275731 – panic in zfs: VERIFY(buf[i] == 0) failed

Bug 275731 - panic in zfs: VERIFY(buf[i] == 0) failed

Summary: panic in zfs: VERIFY(buf[i] == 0) failed

Status:	New

Alias:	None

Product:	Base System
Classification:	Unclassified
Component:	kern (show other bugs)
Version:	CURRENT
Hardware:	arm64 Any

Importance:	--- Affects Only Me
Assignee:	freebsd-bugs (Nobody)

URL:
Keywords:	crash

Depends on:
Blocks:

Reported:	2023-12-12 20:03 UTC by John F. Carr
Modified:	2023-12-14 14:05 UTC (History)
CC List:	1 user (show)

See Also:

Attachments
Add an attachment (proposed patch, testcase, etc.)

Note You need to log in before you can comment on or make changes to this bug.

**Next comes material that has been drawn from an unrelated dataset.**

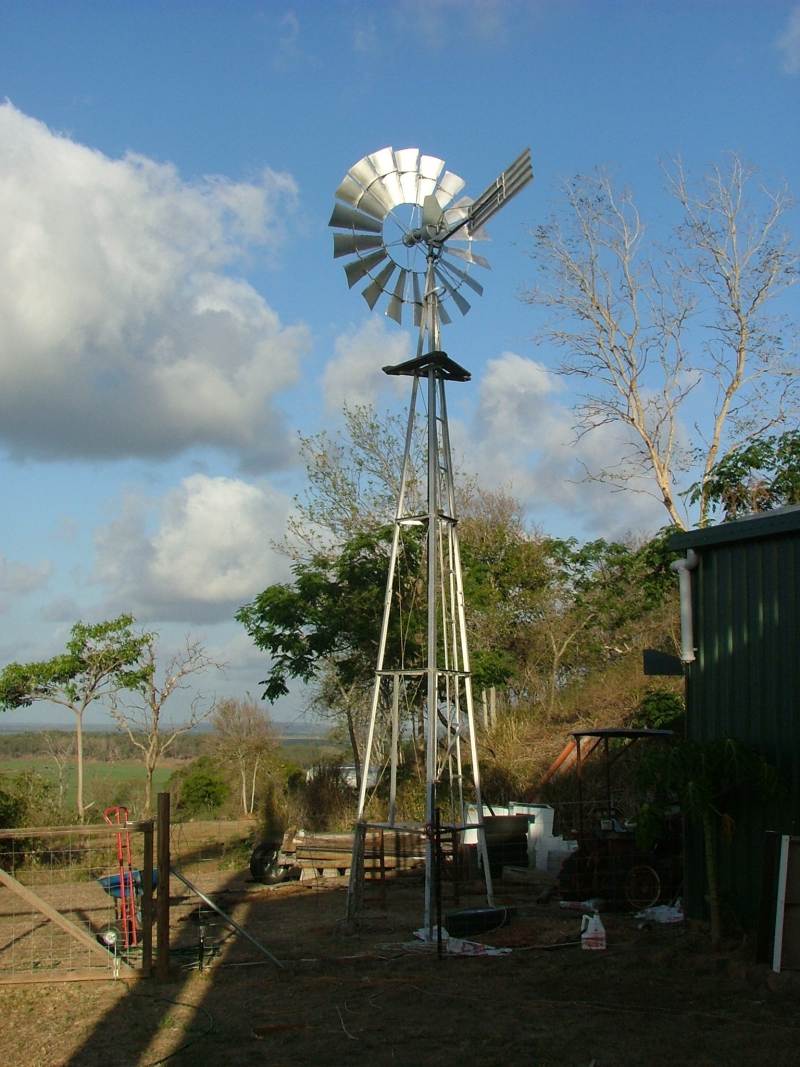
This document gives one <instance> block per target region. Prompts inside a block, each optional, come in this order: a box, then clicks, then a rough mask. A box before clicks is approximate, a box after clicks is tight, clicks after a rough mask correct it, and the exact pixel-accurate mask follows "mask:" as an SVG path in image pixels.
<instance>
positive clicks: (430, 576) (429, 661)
mask: <svg viewBox="0 0 800 1067" xmlns="http://www.w3.org/2000/svg"><path fill="white" fill-rule="evenodd" d="M437 489H438V431H437V428H436V372H435V369H434V368H433V367H429V368H428V699H427V704H428V736H427V740H426V749H427V751H426V806H425V821H426V825H427V828H428V835H427V839H426V866H425V872H426V873H425V926H426V928H427V929H428V933H429V936H430V934H432V931H433V879H432V877H431V874H432V871H433V842H432V841H431V827H432V826H433V812H434V809H435V807H436V778H437V774H438V767H437V762H438V761H437V759H436V757H437V751H436V748H437V746H436V737H437V718H436V704H437V700H438V672H437V670H436V652H437V649H436V631H437V627H436V551H437V546H436V532H437V530H436V527H437V523H438V499H437V496H438V493H437V492H436V490H437Z"/></svg>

Description John F. Carr 2023-12-12 20:03:04 UTC

About 20 minutes into a poudriere run my 4 core arm64 system crashed with

VERIFY(buf[i] == 0) failed

See sys/contrib/openzfs/module/zfs/dbuf.c line 1192.

I am running CURRENT including the change from llvm16 to llvm17 (c711af7727824da79d87f375f3d6829feec3799a), but nothing newer.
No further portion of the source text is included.